Of course, you could pay a professional to do the heavy lifting. Full-service brokerage houses, which charge clients commissions and other fees, produce a lot of research and analysis. But you can also obtain reports from independent outfits, such as Morningstar (www.morningstar.com; $199 per year) and Value Line (www.valueline.com; $598 per year), or through discount brokers. A more cost-effective option is to find news stories that summarize analysts' reports on your stock at sites such as Google Finance, Yahoo Finance and MarketWatch. (Another plus: News stories typically decipher analysts' jargon.)

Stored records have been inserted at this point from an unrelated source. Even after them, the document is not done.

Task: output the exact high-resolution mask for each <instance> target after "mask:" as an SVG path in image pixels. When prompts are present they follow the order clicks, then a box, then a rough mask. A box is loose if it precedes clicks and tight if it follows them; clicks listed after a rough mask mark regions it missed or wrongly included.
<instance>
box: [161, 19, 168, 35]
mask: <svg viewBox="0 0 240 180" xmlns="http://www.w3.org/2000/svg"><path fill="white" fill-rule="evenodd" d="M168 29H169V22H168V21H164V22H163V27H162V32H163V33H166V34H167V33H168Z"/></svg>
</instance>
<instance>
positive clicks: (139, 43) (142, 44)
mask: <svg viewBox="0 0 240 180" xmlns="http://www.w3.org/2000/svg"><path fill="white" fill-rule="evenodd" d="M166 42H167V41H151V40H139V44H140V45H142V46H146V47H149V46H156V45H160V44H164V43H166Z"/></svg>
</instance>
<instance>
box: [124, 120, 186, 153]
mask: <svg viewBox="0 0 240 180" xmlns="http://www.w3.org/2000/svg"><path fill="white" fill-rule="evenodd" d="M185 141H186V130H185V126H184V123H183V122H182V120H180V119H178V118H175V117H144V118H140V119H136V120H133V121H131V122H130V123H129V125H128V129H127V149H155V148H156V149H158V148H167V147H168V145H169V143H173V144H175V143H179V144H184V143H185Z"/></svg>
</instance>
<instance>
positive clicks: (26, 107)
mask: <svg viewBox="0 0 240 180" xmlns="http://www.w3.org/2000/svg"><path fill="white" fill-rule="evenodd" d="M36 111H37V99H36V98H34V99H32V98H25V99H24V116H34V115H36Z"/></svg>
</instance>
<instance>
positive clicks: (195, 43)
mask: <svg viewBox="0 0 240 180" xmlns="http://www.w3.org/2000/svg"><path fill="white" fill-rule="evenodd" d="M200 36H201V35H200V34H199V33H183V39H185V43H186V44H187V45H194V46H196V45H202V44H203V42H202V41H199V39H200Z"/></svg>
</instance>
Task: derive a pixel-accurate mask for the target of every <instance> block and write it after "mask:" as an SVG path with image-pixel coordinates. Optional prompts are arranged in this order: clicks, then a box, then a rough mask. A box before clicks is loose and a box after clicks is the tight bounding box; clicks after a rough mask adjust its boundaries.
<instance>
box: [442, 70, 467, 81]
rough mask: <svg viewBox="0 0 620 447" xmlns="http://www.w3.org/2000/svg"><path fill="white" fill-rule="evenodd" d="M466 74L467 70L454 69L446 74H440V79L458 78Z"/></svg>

A good source for analysts' rating changes is the "Calendars" section of Briefing.com, which also lists stock splits and earnings release dates. In addition, just as many companies forecast earnings expectations for the coming quarter or year (or both), analysts calculate their own profit estimates. Numbers from all the analysts who follow a stock are combined to produce average estimates, which you can find on Yahoo Finance. The site also lists historical estimates and revisions of average estimates -- which are a key indicator to see if something's afoot with a stock.
Step 5: Become an Active Participant
As a part owner of a company, you're entitled to ask questions. Some companies are eager to open up to individual investors. If you hold shares of a small company, try calling its executives. Many companies have an investor-relations contact who can help with inquiries and requests. A phone number is usually listed on the Web site or the back of the company's annual report.
You may also want to communicate with other investors. Online bulletin boards can be useful places to share ideas and opinions, post questions or just observe. Keep in mind that while postings can be insightful, they can also be freewheeling, frivolous—and just plain wrong. After all, you usually don't know who is really composing the message. Is it a well-informed (and well-intentioned) investor? Someone who seems authoritative but isn't? A company shill? A short-seller spreading half-truths? For that reason, you must tread carefully on bulletin boards.